We’ve created a DSL and compiler for modeling micro-architecture that handles a very broad class of architectures - CPU, GPUs, VLIWs, DSPs, ML accelerators, and embedded devices. This effort grew out of a need to quickly develop and experiment with high-quality compilers and tools to facilitate rapid architecture exploration. We named the DSL “MDL” for “Microarchitecture Description Language”.
While being significantly more expressive than TableGen’s Schedules and Itineraries used in LLVM, MDL is also more concise, and simpler to read and write while supporting a much broader class of embedded and accelerator architectures. We currently can automatically _generate _MDL descriptions for all upstream targets which are in many cases 1/10 the size of the equivalent TableGen descriptions. We’ve integrated this with LLVM, and are sending out this RFC because we believe it could be valuable to the larger LLVM community. \
The MDL compiler, associated tools, and documentation are available as open source (at GitHub - MPACT-ORG/llvm-project at work), and we would like to explore adding this to the LLVM project, and encourage contributions from others.
Over the last few years, we have been using LLVM to develop a compiler backend for Google’s TPU machine learning accelerators. TPUs have complex microarchitectures and pose a number of challenges that are not seen in in typical LLVM targets:
- Clustered VLIW with partitioned register files.
- Extremely deep pipelines with complex hazard conditions
- Instructions with functional-unit-specific and/or cluster-specific behaviors
- Non-trivial and/or instance-specific latencies
- Complex resource usage
- Functional-unit-specific register constraints
- Shared/allocated encoding resources (instructions need 1…M of N resources)
- Explicitly managed hardware resources (register ports, internal datapaths, busses, etc)

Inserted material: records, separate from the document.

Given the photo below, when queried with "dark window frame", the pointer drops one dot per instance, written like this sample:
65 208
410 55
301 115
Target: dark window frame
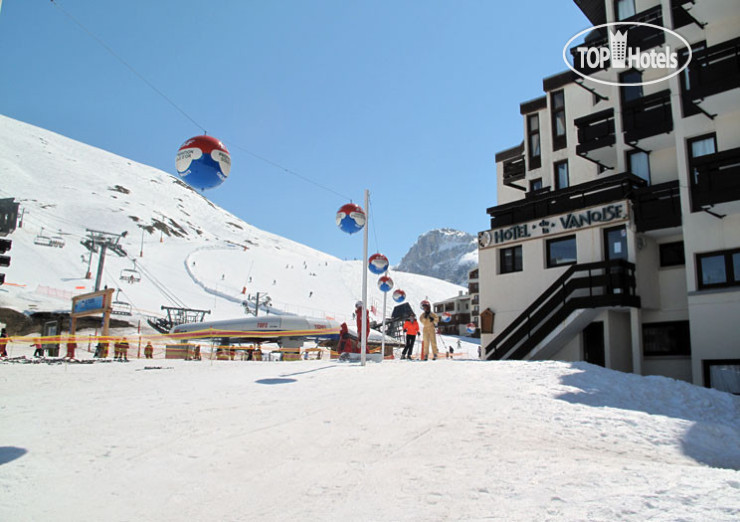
623 89
559 141
679 333
616 10
731 278
556 175
605 234
535 161
628 158
550 242
669 254
509 268
689 145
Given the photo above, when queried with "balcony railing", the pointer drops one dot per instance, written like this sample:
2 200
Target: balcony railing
715 178
514 169
583 195
714 70
657 207
592 285
647 116
595 131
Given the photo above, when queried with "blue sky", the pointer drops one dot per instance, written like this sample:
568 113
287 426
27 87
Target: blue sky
409 99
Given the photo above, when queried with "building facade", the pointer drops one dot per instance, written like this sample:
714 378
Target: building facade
616 235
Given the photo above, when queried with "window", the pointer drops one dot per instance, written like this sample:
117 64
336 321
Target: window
698 147
638 163
624 9
511 259
722 375
672 254
630 92
615 241
672 338
557 111
718 269
561 251
533 133
561 174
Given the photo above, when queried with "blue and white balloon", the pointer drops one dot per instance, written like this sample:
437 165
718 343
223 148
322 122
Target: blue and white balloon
378 264
399 296
385 284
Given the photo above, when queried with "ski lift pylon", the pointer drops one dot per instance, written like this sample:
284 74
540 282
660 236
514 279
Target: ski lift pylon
120 307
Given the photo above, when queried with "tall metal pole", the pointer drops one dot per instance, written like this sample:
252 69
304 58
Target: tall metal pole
363 334
99 277
382 329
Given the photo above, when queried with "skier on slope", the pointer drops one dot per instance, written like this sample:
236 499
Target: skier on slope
429 321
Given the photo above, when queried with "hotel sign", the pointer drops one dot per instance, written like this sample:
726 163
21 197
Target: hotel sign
572 222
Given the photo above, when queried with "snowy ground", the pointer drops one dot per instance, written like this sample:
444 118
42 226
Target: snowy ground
321 440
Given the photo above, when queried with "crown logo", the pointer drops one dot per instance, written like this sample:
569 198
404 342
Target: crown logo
618 48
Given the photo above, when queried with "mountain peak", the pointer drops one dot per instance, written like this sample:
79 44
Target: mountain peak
444 253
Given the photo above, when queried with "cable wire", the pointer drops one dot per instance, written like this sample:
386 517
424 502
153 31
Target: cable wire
182 111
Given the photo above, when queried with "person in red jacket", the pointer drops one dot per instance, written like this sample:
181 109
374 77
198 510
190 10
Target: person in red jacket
71 347
411 327
358 315
3 343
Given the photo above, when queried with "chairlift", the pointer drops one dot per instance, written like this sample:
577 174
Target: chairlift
51 241
130 275
57 241
119 307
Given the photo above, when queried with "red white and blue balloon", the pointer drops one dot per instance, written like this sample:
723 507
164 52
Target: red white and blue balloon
378 263
385 284
351 218
399 296
203 162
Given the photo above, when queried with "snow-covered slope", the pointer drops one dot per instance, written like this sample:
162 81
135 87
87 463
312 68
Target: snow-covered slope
194 253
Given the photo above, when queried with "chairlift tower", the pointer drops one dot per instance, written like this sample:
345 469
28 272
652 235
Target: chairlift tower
104 241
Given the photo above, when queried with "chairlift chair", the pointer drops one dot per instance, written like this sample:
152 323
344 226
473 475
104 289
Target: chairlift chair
130 275
42 240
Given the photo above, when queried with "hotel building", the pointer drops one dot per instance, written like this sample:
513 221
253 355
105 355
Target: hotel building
616 235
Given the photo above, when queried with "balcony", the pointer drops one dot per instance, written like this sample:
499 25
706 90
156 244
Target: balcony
646 37
715 178
714 77
657 207
550 203
596 137
514 165
647 117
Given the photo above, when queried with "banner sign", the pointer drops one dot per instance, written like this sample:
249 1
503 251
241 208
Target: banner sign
90 304
571 222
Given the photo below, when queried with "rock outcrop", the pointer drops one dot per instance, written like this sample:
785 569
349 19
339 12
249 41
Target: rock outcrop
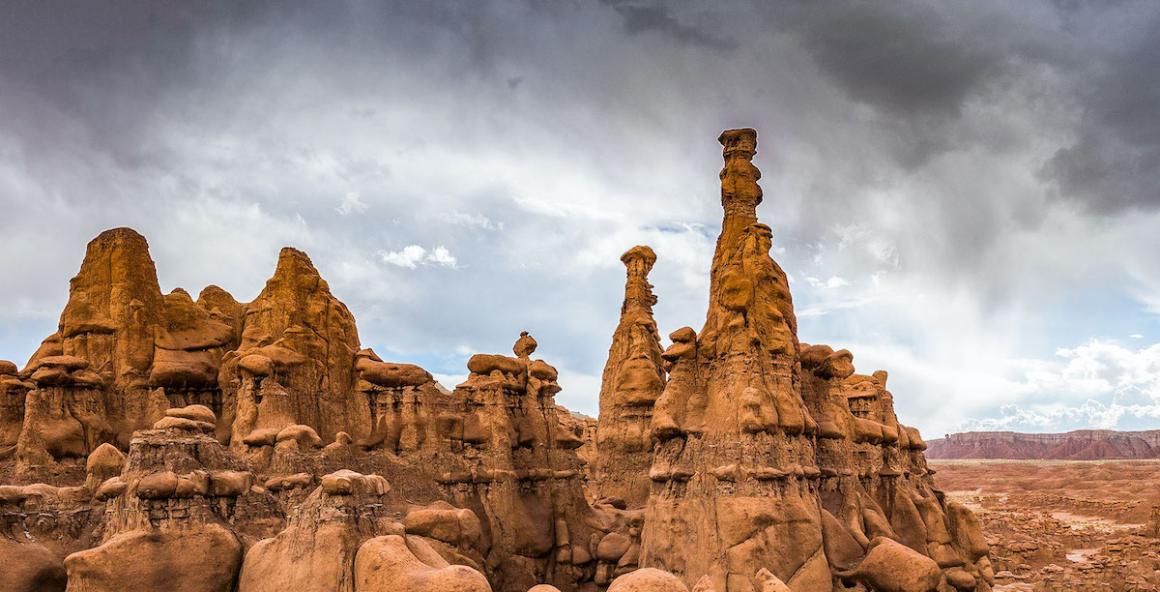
775 455
632 382
122 355
1081 445
157 441
296 362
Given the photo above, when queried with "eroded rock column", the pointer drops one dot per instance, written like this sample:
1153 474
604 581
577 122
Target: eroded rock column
734 479
632 382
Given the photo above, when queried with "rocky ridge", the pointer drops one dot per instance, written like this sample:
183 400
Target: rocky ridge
1081 445
157 441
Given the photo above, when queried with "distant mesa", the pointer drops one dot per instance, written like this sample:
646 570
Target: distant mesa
1081 445
156 441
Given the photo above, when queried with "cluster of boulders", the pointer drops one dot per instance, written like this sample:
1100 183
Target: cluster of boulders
160 442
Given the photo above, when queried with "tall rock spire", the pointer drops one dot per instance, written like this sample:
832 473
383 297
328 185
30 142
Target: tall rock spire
733 475
632 381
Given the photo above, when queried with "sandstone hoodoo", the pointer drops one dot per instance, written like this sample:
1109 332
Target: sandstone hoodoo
633 380
158 441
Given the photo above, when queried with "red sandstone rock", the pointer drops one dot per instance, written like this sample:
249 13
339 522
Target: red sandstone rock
739 460
632 382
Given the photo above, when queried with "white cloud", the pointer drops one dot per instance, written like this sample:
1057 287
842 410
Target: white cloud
413 255
1099 384
352 203
441 255
410 257
477 221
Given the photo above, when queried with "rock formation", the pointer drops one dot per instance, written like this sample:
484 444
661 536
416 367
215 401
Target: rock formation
296 362
773 455
1081 445
734 478
157 441
632 382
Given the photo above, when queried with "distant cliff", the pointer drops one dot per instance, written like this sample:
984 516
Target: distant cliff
1082 445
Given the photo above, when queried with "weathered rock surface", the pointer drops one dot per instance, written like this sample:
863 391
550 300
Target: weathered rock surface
632 382
1081 445
153 438
296 362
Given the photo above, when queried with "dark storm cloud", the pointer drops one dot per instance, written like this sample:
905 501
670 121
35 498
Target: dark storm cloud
1115 161
644 17
921 163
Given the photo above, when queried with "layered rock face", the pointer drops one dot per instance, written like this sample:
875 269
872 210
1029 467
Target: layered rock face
734 478
632 382
773 455
212 445
1081 445
296 362
123 354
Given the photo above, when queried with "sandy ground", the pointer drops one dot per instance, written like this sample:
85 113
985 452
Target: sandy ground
1064 525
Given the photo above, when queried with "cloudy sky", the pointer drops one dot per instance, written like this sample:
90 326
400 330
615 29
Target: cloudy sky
965 194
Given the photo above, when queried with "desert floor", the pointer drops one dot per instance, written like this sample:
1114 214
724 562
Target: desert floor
1064 525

While some of these problems manifest in a few upstream targets, this collection of problems is a superset of the problems directly addressed by LLVM - Schedules and Itineraries are simply not sufficient to model everything. Supporting this class of architecture is therefore code-intensive - it takes around 20,000 lines of C++ code to model the TPU sub-targets. This is brittle, hard to write, debug, test, and evolve over time. In contrast, the MDL description for these sub-targets is ~2,000 lines of text.
- We’ve created the MDL language and compiler for describing microarchitecture details, a methodology for integrating it with TableGen files for any target, and a set of APIs that can be used in a machine-independent way to inform back-end passes such as bundle-packing, instruction scheduling, and register allocation.
- To facilitate integration with LLVM, we built a tool which scrapes architectural information from TableGen files, and produces our MDL language for all upstream targets.
- We’ve modified the CodeGen and MC libraries to (optionally) use our methodology for latency management.
There is a lot more to do. For example, we plan to enhance existing back-end scheduling passes and register allocation passes to cleanly handle a larger class of embedded and accelerator architectures, based on MDL-generated information.
We welcome feedback on the language design and associated tools and use model. You can find the MDL design documentation in our github repo in llvm/docs/Mdl.